Shareholders Agreement Sample Nigeria

PandaTip: Change based on the number of shareholders; Sometimes there are only two. A shareholder contract is a contract between a company and its shareholders, which defines how the company is managed and the rights, obligations and obligations of shareholders. The objective of this agreement is to protect the rights of investors (who are also shareholders) and their investments and to strike the right balance between shareholders and the company. List of all parties to this agreement, with their names, addresses and number of shares held in the company. 6.3 In the event that, under the terms of this agreement, one or more of the shareholders may sell, sell, transfer, transfer, transfer or transfer one of its shares to a person, company or company other than any of the parties involved, the transfer is not made or effective and no application to register such a transfer to the company is made until the purchaser has entered into an agreement with the other parties agreement and any other agreement. with the company in which the ceding company is involved. There are a number of important concerns and clauses that should be taken into account when preparing a shareholder pact, such as dividend policy, voting rights, the right to appoint board members, the right to access financial reports, etc. Seven of these are listed below: contributions to capital and financial contributions – they contain clauses defining the initial contributions of shareholders and how future capital contributions or financing agreements are to be made. In the event that a candidate on the board of directors of one of the shareholders does not vote on the provisions of this agreement and acts as a director, the shareholders agree to exercise their right as shareholders of the company and in accordance with the company`s statutes, to remove that candidate from the board of directors and to elect such a person on the spot or even in their place who will do its best to implement the provisions of this agreement. , but only if the shareholder whose candidate has been withdrawn does not appoint a successor within fourteen days of the date on which the candidate was withdrawn.
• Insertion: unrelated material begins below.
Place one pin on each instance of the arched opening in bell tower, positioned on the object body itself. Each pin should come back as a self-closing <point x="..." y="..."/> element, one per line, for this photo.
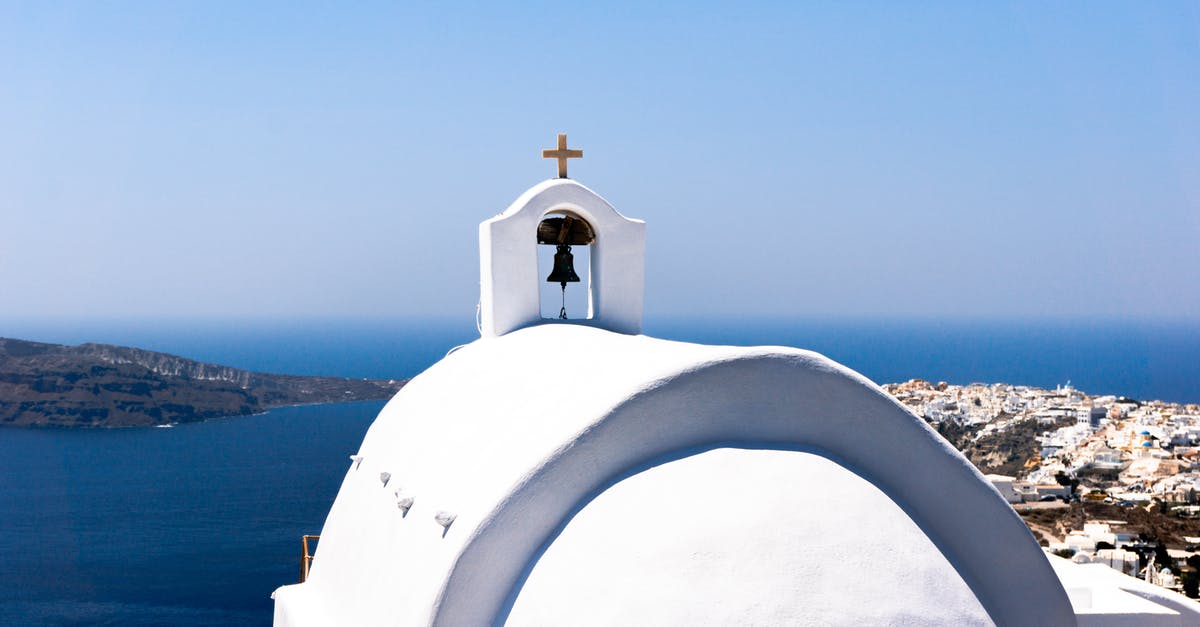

Normally, a shareholder contract is a pre-foundation contract. But it`s just ideal. The reality today is that a shareholder contract is used at all times. If this is the case, it is the author`s duty to ensure that the provisions of the shareholders` pact do not conflict with the company`s statutes. That`s because the statutes are excellent. NOW THIS ACCORD THAT the parties to this agreement agree as follows, given the premises and mutual agreements: Of the 7 considerations and clauses mentioned above, you can already see why your start-up urgently needs a shareholders` pact. Here are 4 things a shareholder contract will help: B. Pat, Chris and Jean are the founding shareholders (the “founders”) of the company and Mikey is an angel investor; The sale and transfer of shares – These clauses govern the holding of shares and the terms of the transfer of shares. Most shareholder agreements would include pre-emption clauses or pre-accession clauses to prevent undesirable third parties from acquiring shares in the company and to regulate the sale of shares to outside third parties.